Nonsmooth modelling and simulation of flexible multibody systems with unilateral constraints

This talk addresses the simulation of mechanical systems including rigid and flexible bodies, kinematic joints and frictionless contact conditions. The condition of impenetrability of the bodies in contact is expressed as a unilateral constraint, with the consequence that impacts and/or instantaneous changes in the velocities may arise in the dynamic response. Also, the flexibility of the structural components may lead to vibrations phenomena which should also be captured by the simulation algorithm.

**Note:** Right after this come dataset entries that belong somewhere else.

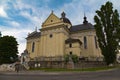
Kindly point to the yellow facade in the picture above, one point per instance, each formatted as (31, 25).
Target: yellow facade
(51, 40)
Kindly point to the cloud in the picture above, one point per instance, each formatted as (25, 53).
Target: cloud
(15, 24)
(2, 12)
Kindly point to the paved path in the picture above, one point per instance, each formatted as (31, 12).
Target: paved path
(38, 75)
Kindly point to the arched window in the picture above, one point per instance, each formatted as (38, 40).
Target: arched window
(70, 45)
(85, 42)
(33, 46)
(95, 42)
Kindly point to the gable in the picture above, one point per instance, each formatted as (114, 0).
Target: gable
(52, 19)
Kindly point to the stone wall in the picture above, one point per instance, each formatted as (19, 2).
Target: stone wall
(61, 64)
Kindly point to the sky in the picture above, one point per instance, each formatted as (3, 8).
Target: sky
(20, 17)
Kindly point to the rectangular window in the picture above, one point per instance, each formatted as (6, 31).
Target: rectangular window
(33, 46)
(70, 52)
(70, 45)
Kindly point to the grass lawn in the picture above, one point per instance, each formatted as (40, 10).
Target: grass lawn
(72, 70)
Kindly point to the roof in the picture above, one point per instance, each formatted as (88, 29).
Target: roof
(84, 26)
(64, 19)
(34, 34)
(70, 40)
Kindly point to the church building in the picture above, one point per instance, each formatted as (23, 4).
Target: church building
(59, 37)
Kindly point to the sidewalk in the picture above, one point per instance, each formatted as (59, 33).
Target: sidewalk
(30, 73)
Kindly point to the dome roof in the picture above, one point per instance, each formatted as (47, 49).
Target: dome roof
(65, 20)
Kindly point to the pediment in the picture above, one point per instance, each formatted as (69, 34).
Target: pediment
(52, 19)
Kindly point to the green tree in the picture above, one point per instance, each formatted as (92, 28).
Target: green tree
(8, 49)
(107, 26)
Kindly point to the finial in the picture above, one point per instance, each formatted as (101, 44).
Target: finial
(36, 28)
(85, 19)
(63, 14)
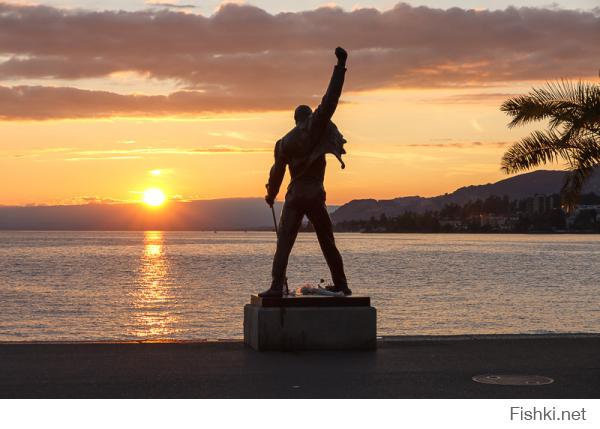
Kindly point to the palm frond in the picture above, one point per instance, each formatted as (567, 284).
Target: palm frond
(563, 103)
(536, 149)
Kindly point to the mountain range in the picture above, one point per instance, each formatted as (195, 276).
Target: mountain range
(543, 182)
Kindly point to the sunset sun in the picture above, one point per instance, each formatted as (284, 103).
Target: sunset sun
(154, 197)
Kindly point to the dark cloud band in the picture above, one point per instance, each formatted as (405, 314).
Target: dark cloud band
(243, 58)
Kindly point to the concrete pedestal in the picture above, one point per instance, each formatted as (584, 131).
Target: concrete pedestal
(310, 323)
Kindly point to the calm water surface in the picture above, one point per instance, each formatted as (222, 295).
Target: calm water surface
(193, 285)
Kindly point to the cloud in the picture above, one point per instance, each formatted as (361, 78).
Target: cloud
(485, 97)
(128, 154)
(458, 145)
(170, 5)
(244, 59)
(42, 103)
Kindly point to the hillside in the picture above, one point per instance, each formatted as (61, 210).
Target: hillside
(516, 187)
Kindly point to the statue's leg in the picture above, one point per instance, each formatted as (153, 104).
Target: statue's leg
(319, 217)
(289, 224)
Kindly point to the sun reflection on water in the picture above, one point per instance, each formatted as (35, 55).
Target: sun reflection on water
(153, 299)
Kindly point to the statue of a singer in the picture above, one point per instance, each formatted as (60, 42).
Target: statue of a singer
(303, 149)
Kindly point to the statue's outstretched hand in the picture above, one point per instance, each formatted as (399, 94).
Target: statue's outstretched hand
(270, 200)
(341, 55)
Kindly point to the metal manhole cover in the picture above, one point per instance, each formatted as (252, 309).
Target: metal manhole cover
(513, 379)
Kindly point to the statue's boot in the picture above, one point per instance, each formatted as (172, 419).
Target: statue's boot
(275, 291)
(340, 288)
(271, 293)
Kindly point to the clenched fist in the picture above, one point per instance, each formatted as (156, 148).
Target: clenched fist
(341, 55)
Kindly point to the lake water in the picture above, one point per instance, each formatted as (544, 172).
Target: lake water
(193, 285)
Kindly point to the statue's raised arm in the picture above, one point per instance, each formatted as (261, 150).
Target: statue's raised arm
(322, 115)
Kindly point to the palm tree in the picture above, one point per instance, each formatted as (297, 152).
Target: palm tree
(573, 135)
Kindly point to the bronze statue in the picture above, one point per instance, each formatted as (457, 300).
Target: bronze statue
(303, 149)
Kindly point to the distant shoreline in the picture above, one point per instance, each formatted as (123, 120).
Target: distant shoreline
(217, 231)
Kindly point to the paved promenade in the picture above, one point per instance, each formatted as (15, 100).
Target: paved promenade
(402, 367)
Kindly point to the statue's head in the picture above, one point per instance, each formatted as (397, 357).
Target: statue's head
(302, 113)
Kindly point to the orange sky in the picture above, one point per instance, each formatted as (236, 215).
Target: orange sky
(422, 130)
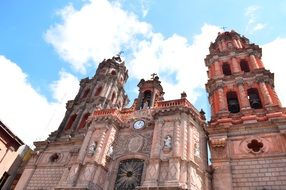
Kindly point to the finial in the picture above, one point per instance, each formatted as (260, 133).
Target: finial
(119, 54)
(223, 28)
(153, 76)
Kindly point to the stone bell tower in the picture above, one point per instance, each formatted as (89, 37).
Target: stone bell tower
(104, 90)
(66, 159)
(248, 125)
(150, 92)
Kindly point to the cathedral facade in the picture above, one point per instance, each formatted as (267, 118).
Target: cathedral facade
(162, 144)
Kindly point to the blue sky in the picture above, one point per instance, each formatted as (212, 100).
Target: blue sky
(46, 47)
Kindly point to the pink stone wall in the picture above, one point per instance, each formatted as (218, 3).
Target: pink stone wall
(267, 173)
(45, 178)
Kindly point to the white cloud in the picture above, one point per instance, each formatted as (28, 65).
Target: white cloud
(274, 60)
(25, 111)
(251, 10)
(65, 88)
(259, 26)
(179, 64)
(98, 30)
(253, 24)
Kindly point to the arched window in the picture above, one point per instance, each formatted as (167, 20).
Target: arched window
(244, 66)
(113, 97)
(85, 93)
(71, 121)
(232, 101)
(98, 91)
(146, 100)
(129, 174)
(83, 120)
(253, 97)
(226, 69)
(113, 72)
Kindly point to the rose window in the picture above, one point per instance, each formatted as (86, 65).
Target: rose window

As an example, the dynamic response of wind turbines is characterized by a coupling between smooth motions and vibrations of large structural components, such as the blades and the tower, and nonsmooth dynamic phenomena in the gearbox and in the transmission line.

The objective of this work is to develop numerical time integration schemes able to deal properly and in an integrated way with impacts and vibration phenomena. More precisely, the proposed method is inspired from the Moreau--Jean time stepping method in nonsmooth contact dynamics. The Moreau--Jean method, which does not adapt its time step on events, is known for its robustness even when the number of contacts is large. However, it is only first-order accurate, which is quite penalizing when structural vibrations need to be described, and it does not guarantee the satisfaction of the unilateral and bilateral constraints at position level.

These observations motivate the development of a new nonsmooth solver, the so-called nonsmooth generalized-alpha method, which relies on a hybrid time discretization of the dynamics. The motion is decomposed into smooth contributions which are discretized using the second-order generalized-alpha method known in structural dynamics and nonsmooth contributions which are discretized using a first-order scheme as in the Moreau--Jean method. I will show that this strategy leads to a better qualitative description of the dynamics and of the energy behaviour of the system. Also, the constraints can be exactly satisfied by the numerical solution both at velocity and position levels. This property results from the development and implementation of a Gear-Gupta-Leimkuhler formulation and a dedicated constraint activation strategy within the solver.

The last part of the talk briefly addresses the modelling of contacts between flexible bodies with complex shapes, as encountered in mechanical transmissions. In order to avoid a blow-up of the CPU time by the use of detailed finite element models, the development of a contact model between superelements is discussed. This means that the elastic deformations are described using a few number of well-selected mode shapes and that the geometry of the skin is implicitly reconstructed from the modal coordinates in order to formulate the contact conditions. Some applications in gear dynamics are shown to illustrate the proposed method.